JVM performance optimization, Part 2: Compilers

From:

http://www.javaworld.com/article/2078635/enterprise-middleware/jvm-performance-optimization-part-2-compilers.html

Java compilers take center stage in this second article in the JVM performance optimization series. Eva Andreasson introduces the different breeds of compiler and compares performance results from client, server, and tiered compilation. She concludes with an overview of common JVM optimizations such as dead-code elimination, inlining, and loop optimization.

A Java compiler is the source of Java's famous platform independence. A software developer writes the best Java application that he or she can, and then the compiler works behind the scenes to produce efficient and well-performing execution code for the intended target platform. Different kinds of compilers meet various application needs, thus yielding specific desired performance results. The more that you understand about compilers, in terms of how they work and what kinds are available, the more you'll be able to optimize Java application performance.

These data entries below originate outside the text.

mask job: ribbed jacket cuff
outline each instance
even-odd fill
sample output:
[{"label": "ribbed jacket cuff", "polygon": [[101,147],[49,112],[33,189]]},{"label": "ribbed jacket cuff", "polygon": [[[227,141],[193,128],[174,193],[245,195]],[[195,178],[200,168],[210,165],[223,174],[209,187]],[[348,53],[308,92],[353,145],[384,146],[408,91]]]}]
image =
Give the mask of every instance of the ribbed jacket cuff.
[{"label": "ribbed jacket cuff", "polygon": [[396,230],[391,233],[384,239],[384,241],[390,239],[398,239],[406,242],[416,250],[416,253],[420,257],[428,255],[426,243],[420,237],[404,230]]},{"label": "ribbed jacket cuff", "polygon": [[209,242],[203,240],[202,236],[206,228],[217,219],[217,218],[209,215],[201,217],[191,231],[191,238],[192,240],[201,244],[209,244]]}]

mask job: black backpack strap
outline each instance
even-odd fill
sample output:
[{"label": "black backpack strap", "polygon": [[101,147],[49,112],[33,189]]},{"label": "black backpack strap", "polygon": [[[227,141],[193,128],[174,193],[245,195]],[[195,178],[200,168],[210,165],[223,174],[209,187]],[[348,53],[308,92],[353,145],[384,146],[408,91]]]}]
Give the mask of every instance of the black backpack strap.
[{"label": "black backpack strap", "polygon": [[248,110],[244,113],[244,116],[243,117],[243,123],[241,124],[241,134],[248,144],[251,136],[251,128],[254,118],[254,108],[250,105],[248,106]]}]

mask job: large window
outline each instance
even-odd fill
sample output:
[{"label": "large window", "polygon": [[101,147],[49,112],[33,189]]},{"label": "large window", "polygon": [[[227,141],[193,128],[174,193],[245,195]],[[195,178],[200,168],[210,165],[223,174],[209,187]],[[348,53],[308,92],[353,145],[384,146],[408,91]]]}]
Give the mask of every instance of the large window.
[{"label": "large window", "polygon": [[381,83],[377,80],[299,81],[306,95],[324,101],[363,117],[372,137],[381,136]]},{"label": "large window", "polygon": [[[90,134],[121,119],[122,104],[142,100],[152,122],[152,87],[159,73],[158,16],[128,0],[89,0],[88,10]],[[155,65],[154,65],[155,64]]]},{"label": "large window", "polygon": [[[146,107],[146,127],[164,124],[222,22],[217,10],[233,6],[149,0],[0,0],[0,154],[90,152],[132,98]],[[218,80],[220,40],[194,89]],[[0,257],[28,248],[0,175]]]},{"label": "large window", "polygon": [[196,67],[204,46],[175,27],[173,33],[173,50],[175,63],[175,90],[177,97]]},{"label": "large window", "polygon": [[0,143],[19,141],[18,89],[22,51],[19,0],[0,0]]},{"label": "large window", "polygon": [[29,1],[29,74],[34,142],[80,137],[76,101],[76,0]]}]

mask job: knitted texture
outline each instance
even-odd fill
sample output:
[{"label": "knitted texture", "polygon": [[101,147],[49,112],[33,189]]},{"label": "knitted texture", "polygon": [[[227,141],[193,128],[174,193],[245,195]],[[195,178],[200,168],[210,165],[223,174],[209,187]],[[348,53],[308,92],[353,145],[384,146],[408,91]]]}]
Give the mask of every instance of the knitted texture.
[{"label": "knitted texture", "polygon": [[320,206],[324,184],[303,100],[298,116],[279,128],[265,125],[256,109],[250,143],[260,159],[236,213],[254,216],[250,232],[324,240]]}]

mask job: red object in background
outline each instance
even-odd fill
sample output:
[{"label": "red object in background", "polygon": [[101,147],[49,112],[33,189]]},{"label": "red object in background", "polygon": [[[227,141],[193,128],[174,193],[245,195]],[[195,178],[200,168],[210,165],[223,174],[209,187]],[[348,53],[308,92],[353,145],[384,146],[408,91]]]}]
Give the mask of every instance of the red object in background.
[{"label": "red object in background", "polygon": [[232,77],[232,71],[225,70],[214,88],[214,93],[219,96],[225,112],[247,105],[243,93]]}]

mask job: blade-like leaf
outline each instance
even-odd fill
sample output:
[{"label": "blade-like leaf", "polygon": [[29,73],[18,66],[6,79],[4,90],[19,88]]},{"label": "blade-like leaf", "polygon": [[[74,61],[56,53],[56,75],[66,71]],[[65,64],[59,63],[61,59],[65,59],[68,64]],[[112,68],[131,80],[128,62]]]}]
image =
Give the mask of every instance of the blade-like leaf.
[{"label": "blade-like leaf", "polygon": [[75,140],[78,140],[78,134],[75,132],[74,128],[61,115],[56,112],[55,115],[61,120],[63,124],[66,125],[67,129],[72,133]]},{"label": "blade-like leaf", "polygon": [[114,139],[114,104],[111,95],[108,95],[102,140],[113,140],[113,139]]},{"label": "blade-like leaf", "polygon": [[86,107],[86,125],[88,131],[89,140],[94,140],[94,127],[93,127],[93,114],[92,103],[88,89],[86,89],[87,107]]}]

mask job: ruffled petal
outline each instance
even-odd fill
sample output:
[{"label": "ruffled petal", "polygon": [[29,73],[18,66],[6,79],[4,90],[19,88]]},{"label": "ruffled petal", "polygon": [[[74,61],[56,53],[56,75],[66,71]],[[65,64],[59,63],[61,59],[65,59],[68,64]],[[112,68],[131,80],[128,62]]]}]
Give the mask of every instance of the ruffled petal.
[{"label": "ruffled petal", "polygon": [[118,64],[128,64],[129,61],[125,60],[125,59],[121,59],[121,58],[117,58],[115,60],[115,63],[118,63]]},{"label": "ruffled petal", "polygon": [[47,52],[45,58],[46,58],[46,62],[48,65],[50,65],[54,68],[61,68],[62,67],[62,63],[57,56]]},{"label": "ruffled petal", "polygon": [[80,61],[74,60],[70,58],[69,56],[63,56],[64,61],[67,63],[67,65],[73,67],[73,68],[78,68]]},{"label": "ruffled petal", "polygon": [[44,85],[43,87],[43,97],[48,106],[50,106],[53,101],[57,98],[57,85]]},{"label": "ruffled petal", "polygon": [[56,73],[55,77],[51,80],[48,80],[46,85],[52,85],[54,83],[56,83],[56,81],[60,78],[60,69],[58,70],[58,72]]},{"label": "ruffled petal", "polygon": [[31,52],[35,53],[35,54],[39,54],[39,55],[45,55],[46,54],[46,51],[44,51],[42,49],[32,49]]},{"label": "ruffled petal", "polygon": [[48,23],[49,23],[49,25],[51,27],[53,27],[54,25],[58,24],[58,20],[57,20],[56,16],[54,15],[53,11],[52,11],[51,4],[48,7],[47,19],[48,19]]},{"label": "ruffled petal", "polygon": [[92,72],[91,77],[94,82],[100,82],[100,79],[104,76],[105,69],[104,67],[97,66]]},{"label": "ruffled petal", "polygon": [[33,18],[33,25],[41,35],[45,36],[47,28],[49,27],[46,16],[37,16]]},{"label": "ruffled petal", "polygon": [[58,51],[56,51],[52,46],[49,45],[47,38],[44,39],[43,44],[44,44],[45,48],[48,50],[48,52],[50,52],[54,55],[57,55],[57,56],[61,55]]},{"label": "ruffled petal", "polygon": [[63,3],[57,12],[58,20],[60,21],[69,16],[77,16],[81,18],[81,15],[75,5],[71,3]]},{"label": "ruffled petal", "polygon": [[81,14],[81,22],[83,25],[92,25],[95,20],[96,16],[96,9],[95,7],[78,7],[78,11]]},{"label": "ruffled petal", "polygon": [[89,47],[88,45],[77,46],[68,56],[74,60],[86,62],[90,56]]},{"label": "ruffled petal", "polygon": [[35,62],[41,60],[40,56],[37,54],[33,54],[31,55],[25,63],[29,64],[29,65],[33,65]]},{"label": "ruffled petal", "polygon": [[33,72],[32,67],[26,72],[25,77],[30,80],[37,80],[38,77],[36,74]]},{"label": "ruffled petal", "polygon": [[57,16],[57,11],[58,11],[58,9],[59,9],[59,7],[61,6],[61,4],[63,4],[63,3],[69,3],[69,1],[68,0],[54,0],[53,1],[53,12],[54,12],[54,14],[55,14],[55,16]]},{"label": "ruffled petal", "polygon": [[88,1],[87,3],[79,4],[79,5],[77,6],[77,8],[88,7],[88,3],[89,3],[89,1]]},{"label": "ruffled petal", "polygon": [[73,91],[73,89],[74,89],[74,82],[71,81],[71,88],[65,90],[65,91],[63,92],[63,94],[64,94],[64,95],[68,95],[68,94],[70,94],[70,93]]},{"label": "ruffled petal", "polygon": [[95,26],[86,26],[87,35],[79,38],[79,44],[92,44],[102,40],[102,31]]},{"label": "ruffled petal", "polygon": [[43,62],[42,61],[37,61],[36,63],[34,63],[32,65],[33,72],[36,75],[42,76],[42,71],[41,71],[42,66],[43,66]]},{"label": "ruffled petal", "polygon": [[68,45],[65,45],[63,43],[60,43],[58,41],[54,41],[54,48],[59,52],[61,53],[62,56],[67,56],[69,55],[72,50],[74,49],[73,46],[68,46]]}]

This second article in the JVM performance optimization series highlights and explains the differences between various Java virtual machine compilers. I'll also discuss some common optimizations used by Just-In-Time (JIT) compilers for Java. (See "JVM performance optimization, Part 1" for a JVM overview and introduction to the series.)

What is a compiler?

Simply speaking a compiler takes a programming language as an input and produces an executable language as an output. One commonly known compiler is javac, which is included in all standard Java development kits (JDKs). javac takes Java code as input and translates it into bytecode -- the executable language for a JVM. The bytecode is stored into .class files that are loaded into the Java runtime when the Java process is started.

Bytecode can't be read by standard CPUs and needs to be translated into an instruction language that the underlying execution platform can understand. The component in the JVM that is responsible for translating bytecode to executable platform instructions is yet another compiler. Some JVM compilers handle several levels of translation; for instance, a compiler might create various levels of intermediate representation of the bytecode before it turns into actual machine instructions, the final step of translation.

Bytecode and the JVM

If you want to learn more about bytecode and the JVM, see "Bytecode basics" (Bill Venners, JavaWorld).

From a platform-agnostic perspective we want to keep code platform-independent as far as possible, so that the last translation level -- from the lowest representation to actual machine code -- is the step that locks the execution to a specific platform's processor architecture. The highest level of separation is between static and dynamic compilers. From there, we have options depending on what execution environment we're targeting, what performance results we desire, and what resource restrictions we need to meet. I briefly discussed static and dynamic compilers in Part 1 of this series. In the following sections I'll explain a bit more.

Static vs dynamic compilation

An example of a static compiler is the previously mentioned javac. With static compilers the input code is interpreted once and the output executable is in the form that will be used when the program is executed. Unless you make changes to your original source and recompile the code (using the compiler), the output will always result in the same outcome; this is because the input is a static input and the compiler is a static compiler.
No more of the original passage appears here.